Not everything is covered under the blanket plan. Using texts for promotional use or for interlibrary loans requires clearance on a case-by-case basis, for instance.

For many institutions, the transactions costs savings here are obvious.  But the solution comes with costs, and the costs should be noted.  By burying the question of permission in a blanket, the CCC system hides important questions and nuances about production, consumption, and re-use of copyrighted material from authors, publishers, teachers, and students — questions that the fair use doctrine is designed, in part, to stimulate and help resolve.  To paraphrase and re-purpose Nick Carr’s recent Postman-esque essay on Google, the Copyright Clearance Center is making us stupid.  In an earlier story about the original blanket licenses, this quotation in the Chronicle captured much of the problem:

But some librarians are ambivalent about blanket licenses, Mr. Rehbach says [Jeffrey R. Rehbach, the library-policy adviser at Middlebury], because they fear that colleges will pay for copyright licenses instead of asserting their rights under fair-use doctrine. “We debate back and forth whether this is the best model for us,” he says. “As we move toward more licensed products, are we giving up basic rights under the law?”

Quite right.
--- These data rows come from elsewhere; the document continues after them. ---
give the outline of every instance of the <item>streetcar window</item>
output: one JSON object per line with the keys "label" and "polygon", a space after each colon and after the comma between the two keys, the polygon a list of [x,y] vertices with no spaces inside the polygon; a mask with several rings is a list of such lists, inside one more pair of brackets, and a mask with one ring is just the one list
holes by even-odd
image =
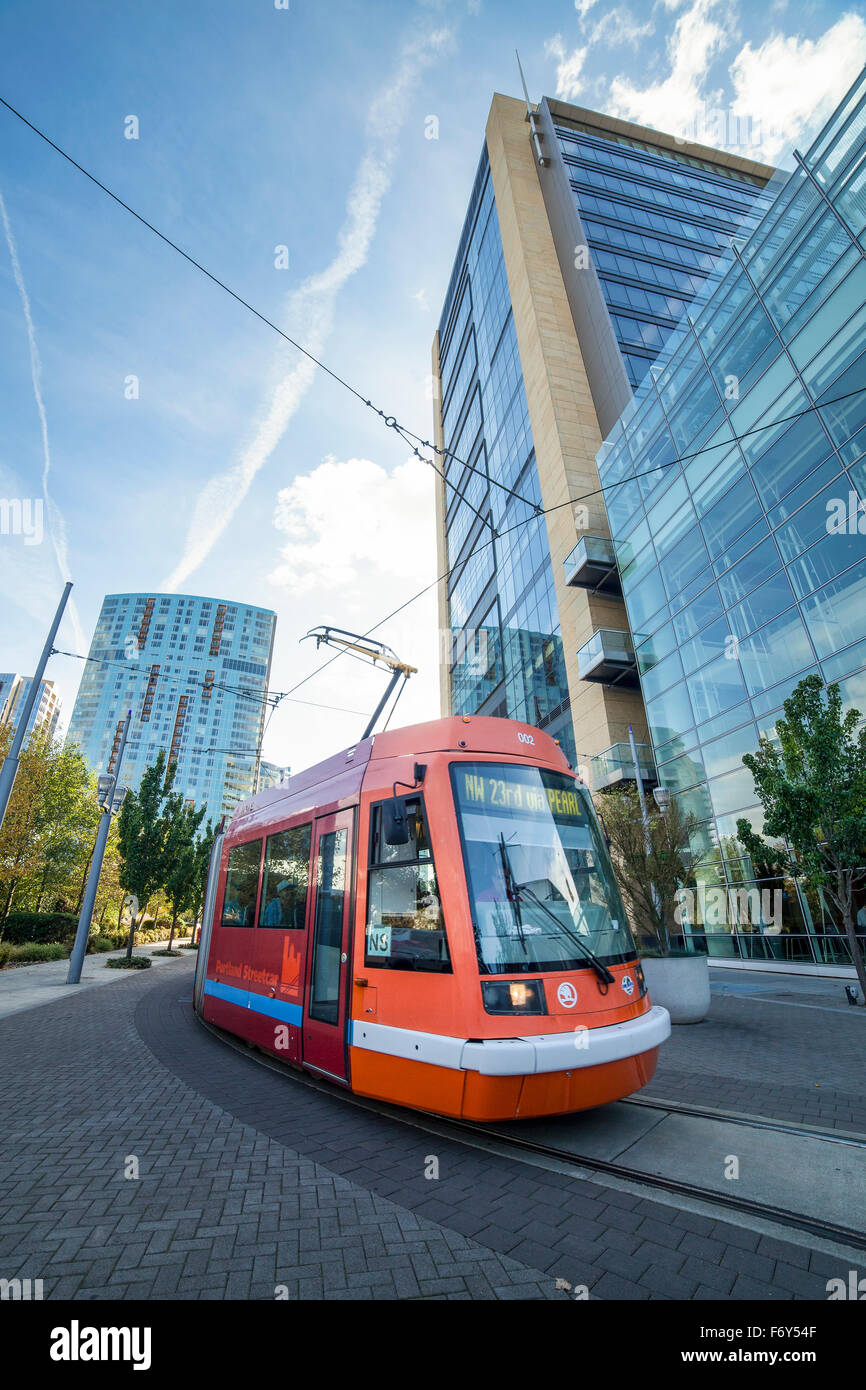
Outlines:
{"label": "streetcar window", "polygon": [[310,888],[310,838],[313,826],[295,826],[268,835],[264,885],[259,905],[260,927],[303,930]]}
{"label": "streetcar window", "polygon": [[577,970],[637,955],[589,794],[542,767],[452,763],[478,965]]}
{"label": "streetcar window", "polygon": [[310,1017],[322,1023],[339,1022],[346,841],[345,830],[332,830],[318,841]]}
{"label": "streetcar window", "polygon": [[371,812],[364,966],[450,972],[424,802],[400,799],[409,823],[405,845],[385,842],[384,802]]}
{"label": "streetcar window", "polygon": [[249,840],[245,845],[229,849],[221,917],[224,927],[254,926],[260,865],[260,840]]}

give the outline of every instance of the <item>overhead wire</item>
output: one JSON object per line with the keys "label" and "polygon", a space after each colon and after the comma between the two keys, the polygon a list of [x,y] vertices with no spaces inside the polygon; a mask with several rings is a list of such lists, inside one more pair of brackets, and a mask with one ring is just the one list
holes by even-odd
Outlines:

I blogged about similar concerns in other CCC contexts, here and here.

2 thoughts on “Eyes on the Fair Use Prize”

  1. The other problem with the CCC’s assertion comes from Tasini. Remember, the CCC refuses to deal with the actual copyright holders of works from periodicals; it deals only with the periodical itself. In turn, this means that a copyright holder who did not consent to reproduction of a work provided to a periodical as a freelancer similarly is not bound by the periodical’s consent to participate in CCC.

    Sadly, due to the arrogance and ignorance of management at the CCC (and its commercial competitors — the largest of which, ironically, is a subsidiary of a Certain Oligopolist in legal publishing), individual authors who did not, and would not, consent to CCC licensing are faced with having to deal with reusers who usually had a good-faith belief that they were complying with the relevant licensing requirements at the time they made the CCC-authorized reuse. This is a lose-lose-lose situation that puts money in CCC’s pocket and takes it out of the authors’, while forcing the authors to act in a way that seems unreasonable to outside observers… and particularly to those who believe the CCC’s bloviating on its role and rights.

    Disclosure: I have engaged more than once with the CCC on this issue, and I have represented more than one copyright holder in disputes that eventually resulted in both the reuser and copyright holder using wash-your-mouth-out-with-soap language about the CCC’s practices and attitude.

  2. Thanks for the presentation of my idea.

    I was thinking of whether I’d ever put that idea in print, and in fact I did, in a paper called “tolerated use.”

    I think it is on SSRN somewhere.